Konkret kritisiert der Bericht, daß real nur ein Fünftel der deutschen Entwicklungshilfe in die Länder, die die Hilfe benötigen, fließt: Ein großer Teil wird unter dem Posten Verwaltungskosten verbucht. Zudem werden die Kosten, die für die Aufnahme ausländischer Studenten in Deutschland anfallen, als Entwicklungshilfe verbucht. Und ein weiteres alt bekanntes Hauptproblem: auch Schuldenerlasse für arme Länder werden weiterhin als Entwicklungshilfe berechnet. Dieser Posten lag im Jahr 2007 bei immer noch 23%!

erlassjahr.de fordert vor diesem Hintergrund noch einmal die Bundesregierung dazu auf, Schuldenerlasse nicht in die offizielle Entwicklungshilfe einzuberechnen. Die Anrechnung der Schuldenerlasse ist schließlich keine echte Entwicklungshilfe, denn es fließen keine zusätzlichen Gelder, z.B. zur Armutsbekämpfung, in die verschuldeten Länder. Zugleich sollten die Industrienationen vor dem Hintergrund der Finanzkrise ihre Anstrengungen im Bereich der Entwicklungshilfe für die kommenden Jahre erhöhen, ansonsten sind die Millennium Entwicklungsziele nicht zu erreichen. Dabei zählt vor allem der politische Wille. Schließlich ist es dem deutschen Bundestag ja auch gelungen innerhalb einer Woche ein 500-Milliarden-Rettungspaket für die angeschlagenen Banken durch die Ausschüsse zu bringen. Für die ärmsten Menschen der Welt sollte dies auch möglich sein – wenn man denn wirklich will.

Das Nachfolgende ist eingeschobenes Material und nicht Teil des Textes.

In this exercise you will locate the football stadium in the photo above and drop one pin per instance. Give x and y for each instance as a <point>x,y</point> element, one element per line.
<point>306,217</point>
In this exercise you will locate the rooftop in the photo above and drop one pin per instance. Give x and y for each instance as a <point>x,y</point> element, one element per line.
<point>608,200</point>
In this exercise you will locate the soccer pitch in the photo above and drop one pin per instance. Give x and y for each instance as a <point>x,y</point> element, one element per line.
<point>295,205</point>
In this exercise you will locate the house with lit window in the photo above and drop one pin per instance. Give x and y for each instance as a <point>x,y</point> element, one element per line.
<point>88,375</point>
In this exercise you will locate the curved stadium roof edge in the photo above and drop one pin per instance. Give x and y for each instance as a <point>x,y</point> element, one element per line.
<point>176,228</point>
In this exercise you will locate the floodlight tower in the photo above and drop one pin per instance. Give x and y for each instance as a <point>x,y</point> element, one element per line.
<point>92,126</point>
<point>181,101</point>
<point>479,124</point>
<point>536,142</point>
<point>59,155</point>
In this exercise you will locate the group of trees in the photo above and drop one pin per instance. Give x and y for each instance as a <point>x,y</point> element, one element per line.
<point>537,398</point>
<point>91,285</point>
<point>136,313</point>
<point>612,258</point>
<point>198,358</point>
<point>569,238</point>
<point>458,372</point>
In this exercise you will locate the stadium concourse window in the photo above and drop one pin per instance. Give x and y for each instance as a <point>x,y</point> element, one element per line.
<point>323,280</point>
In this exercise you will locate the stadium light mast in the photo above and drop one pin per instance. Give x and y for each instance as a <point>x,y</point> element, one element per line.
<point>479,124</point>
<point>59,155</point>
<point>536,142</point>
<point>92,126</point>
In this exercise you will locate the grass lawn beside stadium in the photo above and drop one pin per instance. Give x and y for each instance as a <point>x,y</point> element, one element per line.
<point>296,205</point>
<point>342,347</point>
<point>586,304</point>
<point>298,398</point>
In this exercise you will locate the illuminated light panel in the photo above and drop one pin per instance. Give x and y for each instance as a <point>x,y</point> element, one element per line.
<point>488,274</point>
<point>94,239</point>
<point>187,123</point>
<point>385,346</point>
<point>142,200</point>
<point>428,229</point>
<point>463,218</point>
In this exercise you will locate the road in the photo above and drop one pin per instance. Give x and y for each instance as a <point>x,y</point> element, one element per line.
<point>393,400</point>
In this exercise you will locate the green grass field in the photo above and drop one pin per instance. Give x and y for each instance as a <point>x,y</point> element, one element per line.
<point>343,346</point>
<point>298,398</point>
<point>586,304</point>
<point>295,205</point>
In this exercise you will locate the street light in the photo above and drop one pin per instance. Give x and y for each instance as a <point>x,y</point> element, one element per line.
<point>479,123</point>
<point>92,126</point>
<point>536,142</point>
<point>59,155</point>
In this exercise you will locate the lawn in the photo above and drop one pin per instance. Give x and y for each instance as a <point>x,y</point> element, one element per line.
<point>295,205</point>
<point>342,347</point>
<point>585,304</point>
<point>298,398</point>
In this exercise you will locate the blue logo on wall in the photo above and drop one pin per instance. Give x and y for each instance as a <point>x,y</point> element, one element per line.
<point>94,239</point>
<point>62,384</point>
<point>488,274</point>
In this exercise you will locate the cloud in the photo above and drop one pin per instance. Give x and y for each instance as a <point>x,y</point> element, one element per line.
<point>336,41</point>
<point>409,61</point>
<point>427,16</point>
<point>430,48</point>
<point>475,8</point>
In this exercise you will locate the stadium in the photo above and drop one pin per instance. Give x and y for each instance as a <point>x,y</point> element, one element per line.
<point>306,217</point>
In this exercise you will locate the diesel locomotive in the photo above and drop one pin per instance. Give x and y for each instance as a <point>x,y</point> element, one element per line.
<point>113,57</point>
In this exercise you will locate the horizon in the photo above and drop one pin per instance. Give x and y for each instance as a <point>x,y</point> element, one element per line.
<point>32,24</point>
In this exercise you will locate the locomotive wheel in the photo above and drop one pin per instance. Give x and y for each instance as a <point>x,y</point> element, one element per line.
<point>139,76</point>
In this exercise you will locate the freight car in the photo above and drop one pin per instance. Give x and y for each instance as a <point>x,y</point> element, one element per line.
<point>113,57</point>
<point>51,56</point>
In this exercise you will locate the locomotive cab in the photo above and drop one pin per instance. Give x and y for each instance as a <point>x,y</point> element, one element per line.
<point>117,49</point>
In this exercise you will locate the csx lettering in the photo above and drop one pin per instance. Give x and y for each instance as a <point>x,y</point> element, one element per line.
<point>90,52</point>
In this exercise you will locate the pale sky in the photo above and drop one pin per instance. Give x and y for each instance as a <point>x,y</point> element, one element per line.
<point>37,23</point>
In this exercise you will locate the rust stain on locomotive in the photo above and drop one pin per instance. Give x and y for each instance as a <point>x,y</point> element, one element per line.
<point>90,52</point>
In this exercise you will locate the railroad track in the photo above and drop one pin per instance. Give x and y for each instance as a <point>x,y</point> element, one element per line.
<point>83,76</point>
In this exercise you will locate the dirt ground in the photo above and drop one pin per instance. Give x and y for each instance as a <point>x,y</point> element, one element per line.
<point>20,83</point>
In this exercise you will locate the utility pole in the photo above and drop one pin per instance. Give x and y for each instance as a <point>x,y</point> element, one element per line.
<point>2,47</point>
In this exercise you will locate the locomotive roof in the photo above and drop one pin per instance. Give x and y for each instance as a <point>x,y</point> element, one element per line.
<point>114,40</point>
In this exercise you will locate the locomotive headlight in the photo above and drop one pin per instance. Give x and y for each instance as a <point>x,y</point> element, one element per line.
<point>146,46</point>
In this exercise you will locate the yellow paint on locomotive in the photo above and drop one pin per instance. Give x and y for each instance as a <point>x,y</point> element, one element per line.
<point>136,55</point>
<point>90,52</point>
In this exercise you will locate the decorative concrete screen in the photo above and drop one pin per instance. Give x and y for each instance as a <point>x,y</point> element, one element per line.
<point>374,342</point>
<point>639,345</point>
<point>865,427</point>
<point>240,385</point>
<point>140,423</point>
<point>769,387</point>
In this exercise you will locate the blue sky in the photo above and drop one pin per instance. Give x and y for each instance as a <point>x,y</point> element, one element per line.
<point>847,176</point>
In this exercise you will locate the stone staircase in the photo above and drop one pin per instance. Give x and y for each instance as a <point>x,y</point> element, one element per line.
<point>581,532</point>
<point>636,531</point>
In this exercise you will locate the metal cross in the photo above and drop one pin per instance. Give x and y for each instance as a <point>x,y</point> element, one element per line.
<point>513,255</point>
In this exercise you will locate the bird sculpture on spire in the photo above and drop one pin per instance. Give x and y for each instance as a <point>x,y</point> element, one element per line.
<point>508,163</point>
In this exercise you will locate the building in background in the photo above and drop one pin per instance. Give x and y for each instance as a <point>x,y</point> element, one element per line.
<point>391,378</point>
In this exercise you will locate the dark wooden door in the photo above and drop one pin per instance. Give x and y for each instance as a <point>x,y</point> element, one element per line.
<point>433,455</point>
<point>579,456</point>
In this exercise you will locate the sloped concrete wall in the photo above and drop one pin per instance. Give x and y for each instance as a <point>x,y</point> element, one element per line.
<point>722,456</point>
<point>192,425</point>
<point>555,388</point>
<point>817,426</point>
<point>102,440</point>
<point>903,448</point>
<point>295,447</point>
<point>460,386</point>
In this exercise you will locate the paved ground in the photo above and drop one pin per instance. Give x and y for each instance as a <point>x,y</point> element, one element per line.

Schuldenerlass-Umsetzung in Kamerun

Das afrikanische Land Kamerun war u.a. auf Grund einer Wirtschaftskrise in den 90er Jahren im Ausland hochverschuldet. Im Jahre 2005 betrug die Auslandsverschuldung noch 10,632 Mrd. US-Dollar. Im Rahmen der HIPC-Initiative für hochverschuldete arme Länder ist Kamerun inzwischen weitreichend entschuldet worden. So lag der Schuldenstand Ende 2006 bei nur noch 3,1 Mrd US-Dollar, Deutschland allein hat dem Land 1,4 Mrd. Euro an Schulden erlassen. Gleichzeitig macht das Land hinsichtlich der Demokratisierung Rückschritte. So kam es bei den Wahlen zur Nationalversammlung im Jahre 2007 zu zahlreichen Unregelmäßigkeiten und der seit 1982 amtierende Präsident Paul Biya hat durch eine Verfassungsänderung seine potentielle Wiederwahl im Jahre 2011 ermöglicht. Vor diesem Hintergrund hatte die FDP-Fraktion eine kleine Anfrage an die Bundesregierung zur Entwicklungszusammenarbeit mit Kamerun gestellt.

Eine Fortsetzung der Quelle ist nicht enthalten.